Lu sur Infos Kinguelé, le plus grand réseau social gabonais adossé à Facebook, des internautes ont attribué à Okili Boyer les propos suivant : «Aujourd’hui… une vidéo sera faites pour donner des ’’Révélations’’ non encore connues sur le sujet qui fâche la Population Gabonaise. Après les révélations ’’explosives’’ de Monsieur Péan, et l’explication de ma jeunesse à 18 ans auprès des ’’services’’ pour aller chercher les enfants Biafrais en 1968 à bord des Avions DC 3 de Transgabon, il est de mon devoir de m’expliquer. J’aurais espéré que Michel Ogandaga ne continue pas son imbécilité de continuer à mettre sur Internet des Vidéos (qui a l’époque de 2009, ont été ’’dirigées’’ dans le cadre d’une campagne électorale).
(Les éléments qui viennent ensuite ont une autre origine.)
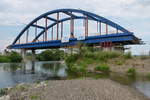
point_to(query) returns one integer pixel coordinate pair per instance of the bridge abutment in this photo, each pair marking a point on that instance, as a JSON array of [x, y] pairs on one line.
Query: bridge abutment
[[33, 55], [24, 55]]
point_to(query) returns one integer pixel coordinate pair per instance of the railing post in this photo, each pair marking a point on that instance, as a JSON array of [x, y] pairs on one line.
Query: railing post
[[27, 35], [100, 29], [23, 54], [52, 33], [35, 30], [61, 29], [57, 25]]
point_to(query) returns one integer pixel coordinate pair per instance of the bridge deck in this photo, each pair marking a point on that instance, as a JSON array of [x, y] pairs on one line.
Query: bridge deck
[[123, 38]]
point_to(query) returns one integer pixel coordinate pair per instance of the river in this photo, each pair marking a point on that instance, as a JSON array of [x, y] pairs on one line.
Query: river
[[15, 73]]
Mais voulant être trop probant, Monsieur Ogandaga en fait un peu de trop. Puisqu’il est de notoriété publique que j’ai la solution du problème… pourquoi ne m’entends donc pas directement en 2014 depuis la France avec les Vraies arguties de cette histoire…

Si je suis cité, c’est certainement, que je connais… et justement je connais !!!! Que veut-on cacher au peuple gabonais ?… à certains de voir, car Monsieur Michel Ogandaga, vous êtes un menteur… Dans les jours qui viennent vous aurez la Vidéo qui va expliquer tout.» Pour de nombreux commentateurs, à travers cette annonce qui sonnait comme un appel du pied, Paul Okili Boyer voulait certainement monnayer son témoignage dans la longue série du genre ayant suivi la publication du livre de Pierre Péan. Ils ont dû se tromper.

Dans une réaction parvenue à notre rédaction il souligne que «Péan en page 9 de son livre, fait sous entendre que j’aurais été celui qui aurait amené monsieur Ali Bongo Ondimba du Biafra à Libreville en 1968». Or soutient Okili Boyer, «en 1965, je connaissais très bien Albert Bernard Bongo qui habitait avenue de Cointet à Libreville, et comme j’étais souvent chez ma tante Lapeby à côté du centre social, j’ai vu très souvent Marie Joséphine Bongo avec le petit Alain-Bernard, puisque mon oncle Georges Damas Aleka était à cette époque président de l’Assemblée nationale».

Au terme de ce témoignage laconique, Paul Okili Boyer se réserve même le droit de quitter la France, où il vit en exil depuis 20 ans, pour «venir à Libreville s’il faut pour expliciter beaucoup d’autres moments entre 1966 et 1969 avant mon départ pour l’armée, où j’ai eu à voir le jeune Alain Bernard». Car conclut-il, «même en ma qualité d’opposant je trouve absolument irresponsable le fait d’insulter Ali Bongo, qui avait le nom d’enfance Alain-Bernard».

«Je me déplace s’il le faut à Libreville et viendrais apporter bien d’autres éléments, car on raconte beaucoup trop de fausses rumeurs sans aucun fondements», conclut-il. Si Okili Boyer a bien vu Ali Bongo enfant, en 1965 donc bien avant la guerre du Biafra, le chef de l’Etat gabonais ne saurait donc faire partie des orphelins amenés au Gabon durant ce conflit civil nigérian qui a démarré le 6 juillet 1967.